From Reuters


An intensifying tropical storm in the U.S. Gulf of Mexico on Thursday cut more than half the region’s oil output, with energy companies evacuating staff from nearly 200 offshore facilities and a coastal refinery.

Oil firms shut more than 1 million barrels per day of oil production, 53% of Gulf of Mexico’s output, and 1.2 billion cubic feet per day of natural gas production, according to a U.S. regulator.

Tropical Storm Barry, which was forecast to bring flooding and potentially become a hurricane this week, intensified on Thursday on a path through the north central Gulf of Mexico, a major oil-producing region.

Despite the production cutbacks, U.S. crude, natural gas and gasoline futures slipped Thursday after the Organization of the Petroleum Exporting Countries forecast weaker demand for its output next year.

Dozens of oil and gas producers have removed staff from 191 production platforms, according to offshore regulator U.S. Bureau of Safety and Environmental Enforcement. It said seven rigs and 11 drill ships were evacuated or moved out of the path of Tropical Storm Barry.

Phillips 66 evacuated staff and halted operations at its 253,600-barrel-per-day (bpd) Alliance, Louisiana, refinery and pipeline operator Enbridge Inc evacuated staff from offshore platforms and halted some deepwater Gulf of Mexico natural gas pipelines.

The storm prompted Anadarko Petroleum Corp , Chevron Corp , Royal Dutch Shell Plc and others to move staff out of the path of the storm and many halted production, according to company reports.

Crude futures, which rose more than 4% on Wednesday, were trading at $60.23 a barrel, down from Wednesday’s settle but near a six-week high. Gasoline futures also slipped a fraction.

The storm’s path puts a weekend landfall near two of the nation’s four operating liquefied natural gas (LNG) export terminals, Cheniere Energy Inc’s Sabine Pass and Sempra Energy’s Cameron plants.

 

 

Data provider Refinitiv said natural gas output in the Lower 48 states could drop to a seven-week low of 87.2 billion cubic feet per day (bcfd) on Thursday due to the closings, from a record high of 91.1 bcfd on July 5.

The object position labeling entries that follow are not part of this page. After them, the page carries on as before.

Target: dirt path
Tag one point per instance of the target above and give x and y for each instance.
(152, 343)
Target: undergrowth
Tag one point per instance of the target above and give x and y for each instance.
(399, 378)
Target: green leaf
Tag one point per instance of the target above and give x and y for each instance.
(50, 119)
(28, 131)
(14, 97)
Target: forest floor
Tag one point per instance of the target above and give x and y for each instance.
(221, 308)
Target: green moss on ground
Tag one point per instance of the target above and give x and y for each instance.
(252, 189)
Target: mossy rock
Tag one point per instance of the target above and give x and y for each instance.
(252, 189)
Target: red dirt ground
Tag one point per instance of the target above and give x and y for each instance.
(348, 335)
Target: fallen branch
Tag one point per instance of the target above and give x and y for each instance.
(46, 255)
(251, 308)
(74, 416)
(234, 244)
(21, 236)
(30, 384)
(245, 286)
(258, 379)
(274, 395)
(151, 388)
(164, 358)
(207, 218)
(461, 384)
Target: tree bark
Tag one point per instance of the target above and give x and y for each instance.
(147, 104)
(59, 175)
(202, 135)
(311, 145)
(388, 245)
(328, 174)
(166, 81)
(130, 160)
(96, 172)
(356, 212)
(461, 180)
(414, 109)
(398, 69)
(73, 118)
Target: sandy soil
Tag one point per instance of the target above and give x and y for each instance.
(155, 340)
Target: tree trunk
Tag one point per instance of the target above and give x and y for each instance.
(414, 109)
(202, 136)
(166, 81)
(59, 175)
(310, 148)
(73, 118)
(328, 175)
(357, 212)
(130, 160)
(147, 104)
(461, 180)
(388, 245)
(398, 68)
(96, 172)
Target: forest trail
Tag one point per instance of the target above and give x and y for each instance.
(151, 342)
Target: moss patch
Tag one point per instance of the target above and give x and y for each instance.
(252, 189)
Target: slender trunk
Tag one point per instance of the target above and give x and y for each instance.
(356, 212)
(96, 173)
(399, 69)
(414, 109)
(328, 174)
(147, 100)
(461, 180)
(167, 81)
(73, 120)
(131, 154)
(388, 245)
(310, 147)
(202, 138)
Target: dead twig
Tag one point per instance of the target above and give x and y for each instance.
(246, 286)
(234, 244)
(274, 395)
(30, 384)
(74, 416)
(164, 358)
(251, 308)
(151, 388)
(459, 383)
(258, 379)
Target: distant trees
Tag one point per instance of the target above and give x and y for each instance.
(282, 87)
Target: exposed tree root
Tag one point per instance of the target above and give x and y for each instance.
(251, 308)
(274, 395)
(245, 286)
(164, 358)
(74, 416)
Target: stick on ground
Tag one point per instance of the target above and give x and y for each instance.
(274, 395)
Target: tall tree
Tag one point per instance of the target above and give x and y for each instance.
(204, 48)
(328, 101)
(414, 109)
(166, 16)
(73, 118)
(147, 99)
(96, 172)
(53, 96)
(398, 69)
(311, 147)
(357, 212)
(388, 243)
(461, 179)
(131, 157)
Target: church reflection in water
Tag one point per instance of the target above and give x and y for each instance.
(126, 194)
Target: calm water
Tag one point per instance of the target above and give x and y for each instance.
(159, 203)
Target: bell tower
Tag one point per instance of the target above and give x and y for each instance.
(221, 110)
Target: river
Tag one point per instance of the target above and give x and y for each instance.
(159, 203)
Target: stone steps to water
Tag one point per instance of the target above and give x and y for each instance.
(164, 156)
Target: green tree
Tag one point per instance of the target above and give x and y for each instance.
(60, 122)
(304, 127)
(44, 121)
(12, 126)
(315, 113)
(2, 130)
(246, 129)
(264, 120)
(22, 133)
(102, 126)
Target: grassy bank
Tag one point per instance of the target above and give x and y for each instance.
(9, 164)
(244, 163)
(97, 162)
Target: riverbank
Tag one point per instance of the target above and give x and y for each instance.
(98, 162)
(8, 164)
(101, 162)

On Thursday afternoon, the storm was about 90 miles (145 km) south of the mouth of the Mississippi River, moving west at about 5 miles per hour (7 km per hour). It could make landfall on Saturday on the Louisiana coast and bring up to 15 inches (38 cm) of rain to the central Gulf Coast, forecasters said.

Barry could become a Category 1 hurricane with winds of at least 74 mph (119 kph) and drive ocean water up the Mississippi, forecasters said. The storm surge is projected to bring 3 feet to 6 feet (0.9 meter to 1.8 meters) to shore, worsening flooding from heavy rains, according to the National Weather Service.

Phillips 66’s Alliance refinery sits next to the river 39 miles (63 km) south of New Orleans. The last hurricane to flood the refinery was 2012’s Hurricane Isaac. The refinery was also shut by Hurricane Gustav in 2008 and Hurricane Katrina in 2005.

In 2017, Hurricane Nate led Phillips 66 to shut the refinery, which was restarted within days as the storm turned away from the area.